In today’s group practice setting, especially amid fears of COVID-19, it’s critical for group practices to maintain infection prevention standards. This includes cleaning vacuum lines daily. In all times (not just in times of COVID), the Center for Disease Control and Prevention (CDC) states that suction lines should be cleaned and disinfected daily to remove blood and debris with a solution compatible with the amalgam separator and evacuation system. Cleaning high volume suction tubing at the end of the day is important since debris can accumulate and clog vacuum line. Daily use of an evacuation cleaner should be used as a shock treatment to keep the system running effectively.  

Indeed, the CDC and Prevention deemed the topic important enough to address in its Interim Infection Prevention and Control Guidance for Dental Settings During the Coronavirus Disease 2019 (COVID-19) Pandemic. Per the CDC in its Equipment Considerations section: “Air compressor, vacuum and suction lines, radiography equipment, high-tech equipment, amalgam separators, and other dental equipment: Follow protocol for storage and recommended maintenance per manufacturer IFU.”

But how can dental group practices know they are doing things right? The following are three best practices that dental group practices should adhere to when it comes to proper vacuum line cleaning.

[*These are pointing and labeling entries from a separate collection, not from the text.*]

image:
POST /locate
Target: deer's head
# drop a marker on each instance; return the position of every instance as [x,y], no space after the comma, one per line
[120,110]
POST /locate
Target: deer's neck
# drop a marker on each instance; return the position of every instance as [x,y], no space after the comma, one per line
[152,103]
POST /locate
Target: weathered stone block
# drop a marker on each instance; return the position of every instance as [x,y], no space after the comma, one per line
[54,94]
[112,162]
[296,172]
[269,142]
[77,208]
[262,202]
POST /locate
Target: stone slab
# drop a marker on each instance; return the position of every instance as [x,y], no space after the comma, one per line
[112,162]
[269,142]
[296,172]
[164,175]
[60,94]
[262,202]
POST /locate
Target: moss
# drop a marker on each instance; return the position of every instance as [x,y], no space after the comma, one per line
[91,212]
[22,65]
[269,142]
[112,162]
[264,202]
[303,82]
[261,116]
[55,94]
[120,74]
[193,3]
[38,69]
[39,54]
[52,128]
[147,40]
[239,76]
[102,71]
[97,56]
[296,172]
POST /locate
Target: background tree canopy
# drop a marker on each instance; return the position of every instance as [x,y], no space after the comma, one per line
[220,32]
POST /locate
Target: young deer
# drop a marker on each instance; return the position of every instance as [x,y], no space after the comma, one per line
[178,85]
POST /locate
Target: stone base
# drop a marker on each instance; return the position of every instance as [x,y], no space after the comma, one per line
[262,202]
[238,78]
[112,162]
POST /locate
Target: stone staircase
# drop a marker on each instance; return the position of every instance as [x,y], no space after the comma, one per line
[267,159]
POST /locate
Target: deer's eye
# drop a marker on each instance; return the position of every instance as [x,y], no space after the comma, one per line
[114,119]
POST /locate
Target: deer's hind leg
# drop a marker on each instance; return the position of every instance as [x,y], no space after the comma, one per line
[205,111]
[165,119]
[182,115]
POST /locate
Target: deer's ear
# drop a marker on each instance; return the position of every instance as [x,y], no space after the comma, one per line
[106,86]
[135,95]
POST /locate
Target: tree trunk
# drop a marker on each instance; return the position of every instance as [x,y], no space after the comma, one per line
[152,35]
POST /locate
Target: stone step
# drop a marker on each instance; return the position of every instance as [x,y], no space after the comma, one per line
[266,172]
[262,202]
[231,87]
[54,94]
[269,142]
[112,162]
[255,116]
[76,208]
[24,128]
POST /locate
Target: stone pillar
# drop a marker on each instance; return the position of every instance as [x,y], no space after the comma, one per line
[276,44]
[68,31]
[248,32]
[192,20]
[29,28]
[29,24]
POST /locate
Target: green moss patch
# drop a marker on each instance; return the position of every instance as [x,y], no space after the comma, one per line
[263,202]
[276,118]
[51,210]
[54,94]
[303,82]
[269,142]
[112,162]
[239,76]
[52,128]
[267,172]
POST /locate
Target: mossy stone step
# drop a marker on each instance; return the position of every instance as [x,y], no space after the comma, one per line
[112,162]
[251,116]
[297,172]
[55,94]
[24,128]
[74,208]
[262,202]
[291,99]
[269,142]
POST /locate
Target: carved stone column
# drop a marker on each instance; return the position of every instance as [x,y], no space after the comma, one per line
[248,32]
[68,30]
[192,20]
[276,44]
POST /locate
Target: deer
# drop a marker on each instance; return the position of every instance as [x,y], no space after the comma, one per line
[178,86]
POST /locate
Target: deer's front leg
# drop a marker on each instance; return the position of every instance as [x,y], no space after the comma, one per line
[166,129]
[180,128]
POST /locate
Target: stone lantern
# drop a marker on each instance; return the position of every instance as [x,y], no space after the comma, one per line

  1. Offices that choose to use a microbial vacuum line product are typical safer, then chemically based concentrations to clean their vacuum lines. These formulations are organic and do not contain any harmful compounds that would be harmful to the patient, dental professional or the environment. Enzymatic formulations remain in the vacuum lines until the waste is digested and not simply just flushed through leaving bits of debris behind adhering to the walls of the vacuum line.
  1. Offices clean their vacuum lines daily and after every surgical procedure with a line cleaner compatible with their amalgam separator and wet or dry vacuum system.
  1. In compliance with the EPA “Dental Rule” on the proper handling of amalgam waste in the dental practices, practices must use a vacuum line cleaner with a neutral pH between 6 and 8. 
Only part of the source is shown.